En 2019, la démarche devient une entreprise. Avec ses compagnons de route, Steven Faber et Junior Bidounda, Mariam N’Diaye cofonde Broke & Abroad, une agence de voyages en ligne dédiée aux 18-35 ans, lancée pour ceux qui n’entrent dans aucune case du tourisme classique.
Grâce à l’intelligence artificielle et un algorithme malin, la plateforme repère vols, hôtels et activités aux meilleurs prix.
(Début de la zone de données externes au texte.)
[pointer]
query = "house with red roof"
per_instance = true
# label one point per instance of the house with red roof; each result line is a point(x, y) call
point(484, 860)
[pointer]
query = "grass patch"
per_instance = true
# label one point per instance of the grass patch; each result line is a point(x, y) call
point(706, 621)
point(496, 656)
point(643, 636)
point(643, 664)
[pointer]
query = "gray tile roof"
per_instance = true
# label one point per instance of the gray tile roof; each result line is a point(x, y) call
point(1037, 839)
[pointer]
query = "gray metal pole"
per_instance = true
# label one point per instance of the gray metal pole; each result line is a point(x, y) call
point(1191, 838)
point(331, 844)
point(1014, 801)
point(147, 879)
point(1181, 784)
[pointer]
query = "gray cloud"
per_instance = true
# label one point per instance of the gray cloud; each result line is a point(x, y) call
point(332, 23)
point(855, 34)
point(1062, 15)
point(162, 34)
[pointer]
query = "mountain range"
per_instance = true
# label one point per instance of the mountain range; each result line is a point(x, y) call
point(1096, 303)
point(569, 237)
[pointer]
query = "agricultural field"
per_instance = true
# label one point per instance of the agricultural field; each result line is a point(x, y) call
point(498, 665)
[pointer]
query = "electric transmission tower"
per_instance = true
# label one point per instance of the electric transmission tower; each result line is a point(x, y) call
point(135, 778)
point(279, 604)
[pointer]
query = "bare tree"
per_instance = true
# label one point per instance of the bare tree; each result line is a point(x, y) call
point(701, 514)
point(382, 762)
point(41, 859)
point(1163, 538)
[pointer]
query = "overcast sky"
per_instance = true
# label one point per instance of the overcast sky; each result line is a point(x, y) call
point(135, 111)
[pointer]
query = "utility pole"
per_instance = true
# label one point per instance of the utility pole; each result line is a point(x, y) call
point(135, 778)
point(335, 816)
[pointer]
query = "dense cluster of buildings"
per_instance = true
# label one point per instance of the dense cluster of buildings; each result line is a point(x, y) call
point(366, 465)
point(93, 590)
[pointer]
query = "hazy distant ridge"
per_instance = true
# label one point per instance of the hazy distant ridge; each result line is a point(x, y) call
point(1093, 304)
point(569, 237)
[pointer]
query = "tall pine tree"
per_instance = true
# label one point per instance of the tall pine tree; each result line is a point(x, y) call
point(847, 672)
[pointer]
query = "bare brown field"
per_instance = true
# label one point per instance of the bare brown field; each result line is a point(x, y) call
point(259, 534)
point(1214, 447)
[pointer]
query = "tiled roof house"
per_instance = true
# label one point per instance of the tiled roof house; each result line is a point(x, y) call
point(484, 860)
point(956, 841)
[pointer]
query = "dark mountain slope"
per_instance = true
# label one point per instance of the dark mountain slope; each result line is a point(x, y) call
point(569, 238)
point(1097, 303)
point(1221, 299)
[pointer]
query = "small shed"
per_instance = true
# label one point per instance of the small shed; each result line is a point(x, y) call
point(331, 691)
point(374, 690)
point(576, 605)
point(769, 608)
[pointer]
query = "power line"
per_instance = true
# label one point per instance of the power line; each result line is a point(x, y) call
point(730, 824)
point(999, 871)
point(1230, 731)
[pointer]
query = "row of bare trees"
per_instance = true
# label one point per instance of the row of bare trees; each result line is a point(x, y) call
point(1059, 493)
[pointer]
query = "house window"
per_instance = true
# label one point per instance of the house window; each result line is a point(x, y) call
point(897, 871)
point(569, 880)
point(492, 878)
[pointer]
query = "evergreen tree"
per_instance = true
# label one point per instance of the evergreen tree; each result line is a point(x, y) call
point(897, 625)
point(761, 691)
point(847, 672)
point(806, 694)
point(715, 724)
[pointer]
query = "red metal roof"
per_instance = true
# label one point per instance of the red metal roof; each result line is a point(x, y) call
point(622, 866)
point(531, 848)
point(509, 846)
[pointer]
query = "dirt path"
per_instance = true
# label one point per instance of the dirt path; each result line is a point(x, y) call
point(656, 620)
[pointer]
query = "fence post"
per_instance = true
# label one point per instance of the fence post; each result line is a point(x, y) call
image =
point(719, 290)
Les clients, baptisés affectueusement « Brokies », peuvent choisir entre une offre gratuite ou un abonnement abordable.
En cinq ans, la start-up Broke & Abroad a déjà fait voyager plus de 60 000 jeunes, dont 70 % de femmes, et séduit une communauté de 144 000 abonnés sur Instagram. Une success story qui a commencé dans un petit bureau, sans réseau ni carnet d’adresses dans l’industrie du tourisme.
Le positionnement de Broke & Abroad finit par attirer l’attention. Après avoir remporté le concours « Tremplins de l’innovation e-tourisme » de Voyage Privé, l’équipe bénéficie d’un précieux mentorat. Station F, Maurice Lévy, Jean-Pierre Nadir… la liste des soutiens grandit. Jusqu’à Pharrell Williams lui-même, via son initiative Black Ambition, qui récompense Broke & Abroad du Paris Prize Competition 2024.
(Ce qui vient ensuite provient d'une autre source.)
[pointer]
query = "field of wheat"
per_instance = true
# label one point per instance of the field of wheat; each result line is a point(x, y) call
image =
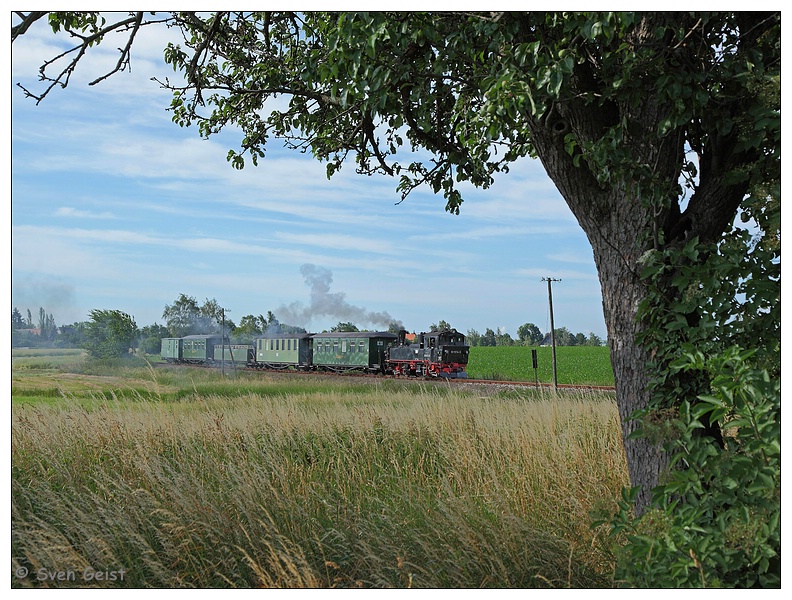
point(184, 478)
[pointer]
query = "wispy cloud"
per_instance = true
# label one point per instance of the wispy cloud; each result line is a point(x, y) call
point(73, 213)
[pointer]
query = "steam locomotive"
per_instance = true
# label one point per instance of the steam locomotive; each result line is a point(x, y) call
point(433, 354)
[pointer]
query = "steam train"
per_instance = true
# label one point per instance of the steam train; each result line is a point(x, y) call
point(433, 354)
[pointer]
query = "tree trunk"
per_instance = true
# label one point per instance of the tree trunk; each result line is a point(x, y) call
point(615, 221)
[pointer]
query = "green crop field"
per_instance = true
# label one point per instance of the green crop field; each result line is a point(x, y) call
point(182, 477)
point(581, 365)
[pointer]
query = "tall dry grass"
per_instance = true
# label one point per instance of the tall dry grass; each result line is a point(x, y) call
point(323, 489)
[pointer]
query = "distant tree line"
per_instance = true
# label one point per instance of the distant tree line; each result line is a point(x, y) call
point(530, 335)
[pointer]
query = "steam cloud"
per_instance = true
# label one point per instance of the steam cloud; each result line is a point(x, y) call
point(327, 304)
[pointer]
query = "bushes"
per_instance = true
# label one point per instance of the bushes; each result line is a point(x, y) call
point(717, 517)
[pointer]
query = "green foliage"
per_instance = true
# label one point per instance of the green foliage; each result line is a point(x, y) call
point(110, 334)
point(716, 521)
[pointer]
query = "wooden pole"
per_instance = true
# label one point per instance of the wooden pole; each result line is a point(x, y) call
point(550, 281)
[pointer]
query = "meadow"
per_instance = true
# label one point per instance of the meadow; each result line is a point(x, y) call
point(163, 477)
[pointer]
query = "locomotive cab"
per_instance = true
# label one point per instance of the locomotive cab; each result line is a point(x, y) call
point(435, 354)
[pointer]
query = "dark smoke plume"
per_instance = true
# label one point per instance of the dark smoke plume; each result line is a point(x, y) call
point(329, 304)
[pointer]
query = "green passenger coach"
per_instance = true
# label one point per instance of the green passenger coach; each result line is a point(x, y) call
point(199, 349)
point(362, 351)
point(171, 349)
point(285, 350)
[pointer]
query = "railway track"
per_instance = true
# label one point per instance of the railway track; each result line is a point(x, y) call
point(330, 374)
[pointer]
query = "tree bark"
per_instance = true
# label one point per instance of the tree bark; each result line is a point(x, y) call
point(616, 222)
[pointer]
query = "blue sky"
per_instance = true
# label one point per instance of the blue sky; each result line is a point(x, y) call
point(114, 206)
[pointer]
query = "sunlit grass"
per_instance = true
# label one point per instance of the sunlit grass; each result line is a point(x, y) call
point(184, 478)
point(420, 488)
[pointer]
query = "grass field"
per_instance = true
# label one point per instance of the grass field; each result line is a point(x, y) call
point(184, 478)
point(582, 365)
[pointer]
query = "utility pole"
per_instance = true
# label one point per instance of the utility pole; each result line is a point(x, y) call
point(550, 281)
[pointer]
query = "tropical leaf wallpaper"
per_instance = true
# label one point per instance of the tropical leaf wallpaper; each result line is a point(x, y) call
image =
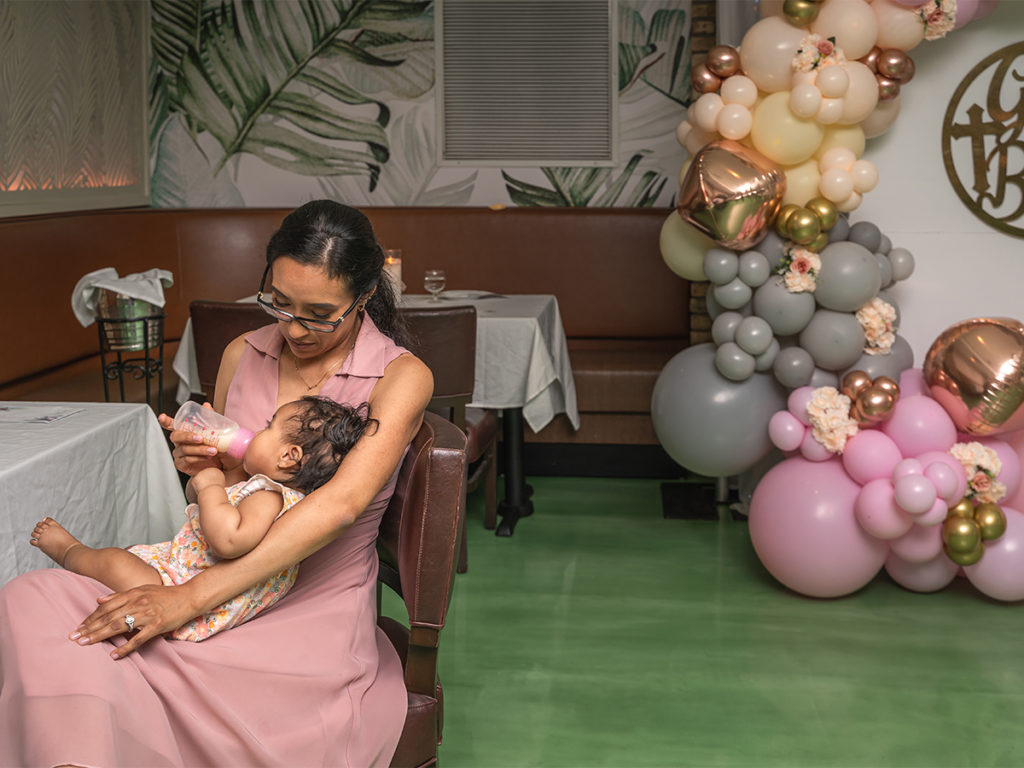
point(268, 102)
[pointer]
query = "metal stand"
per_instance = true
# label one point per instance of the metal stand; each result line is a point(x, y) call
point(127, 335)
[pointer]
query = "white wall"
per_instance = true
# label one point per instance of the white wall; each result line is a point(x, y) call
point(965, 268)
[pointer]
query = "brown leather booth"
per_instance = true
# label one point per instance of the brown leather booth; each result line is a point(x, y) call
point(625, 313)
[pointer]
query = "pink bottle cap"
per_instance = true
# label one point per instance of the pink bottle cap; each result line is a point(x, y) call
point(240, 442)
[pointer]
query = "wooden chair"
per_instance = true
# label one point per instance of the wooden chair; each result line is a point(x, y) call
point(215, 325)
point(418, 546)
point(444, 338)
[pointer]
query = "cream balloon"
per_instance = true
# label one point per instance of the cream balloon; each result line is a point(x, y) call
point(780, 135)
point(801, 182)
point(738, 89)
point(865, 175)
point(683, 248)
point(734, 122)
point(850, 136)
point(899, 27)
point(862, 95)
point(805, 100)
point(852, 23)
point(881, 118)
point(767, 50)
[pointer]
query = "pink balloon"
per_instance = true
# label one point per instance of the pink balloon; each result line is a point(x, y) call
point(785, 431)
point(1010, 475)
point(804, 530)
point(914, 494)
point(870, 455)
point(999, 573)
point(912, 382)
point(878, 513)
point(920, 544)
point(930, 576)
point(954, 466)
point(797, 403)
point(920, 424)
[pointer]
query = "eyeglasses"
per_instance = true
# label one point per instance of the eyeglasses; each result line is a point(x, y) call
point(310, 324)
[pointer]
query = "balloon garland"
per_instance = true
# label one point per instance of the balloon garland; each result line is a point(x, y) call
point(886, 465)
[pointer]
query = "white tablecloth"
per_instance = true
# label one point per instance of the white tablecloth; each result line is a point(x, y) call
point(104, 473)
point(522, 358)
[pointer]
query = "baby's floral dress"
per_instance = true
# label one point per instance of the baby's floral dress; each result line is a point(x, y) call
point(188, 554)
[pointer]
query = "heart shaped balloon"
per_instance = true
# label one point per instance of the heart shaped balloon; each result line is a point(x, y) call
point(731, 194)
point(975, 370)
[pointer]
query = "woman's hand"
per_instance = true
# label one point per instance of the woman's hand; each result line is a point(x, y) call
point(156, 610)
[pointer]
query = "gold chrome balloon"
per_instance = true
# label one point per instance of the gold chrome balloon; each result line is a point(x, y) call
point(975, 370)
point(731, 194)
point(963, 508)
point(990, 520)
point(961, 534)
point(825, 210)
point(967, 558)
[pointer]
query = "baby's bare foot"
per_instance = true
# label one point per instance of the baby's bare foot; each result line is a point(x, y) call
point(53, 540)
Mariam N’Diaye reste en perpétuel mouvement. Déjà 60 pays parcourus, toujours prête à plier bagage. Le Vietnam, l’Islande, l’Ouzbékistan ou encore le Congo figurent sur sa liste des deux prochaines années. Des voyages qu’elle privilégie en solo, convaincue que c’est la meilleure manière de s’imprégner d’un lieu et d’en ressortir transformée.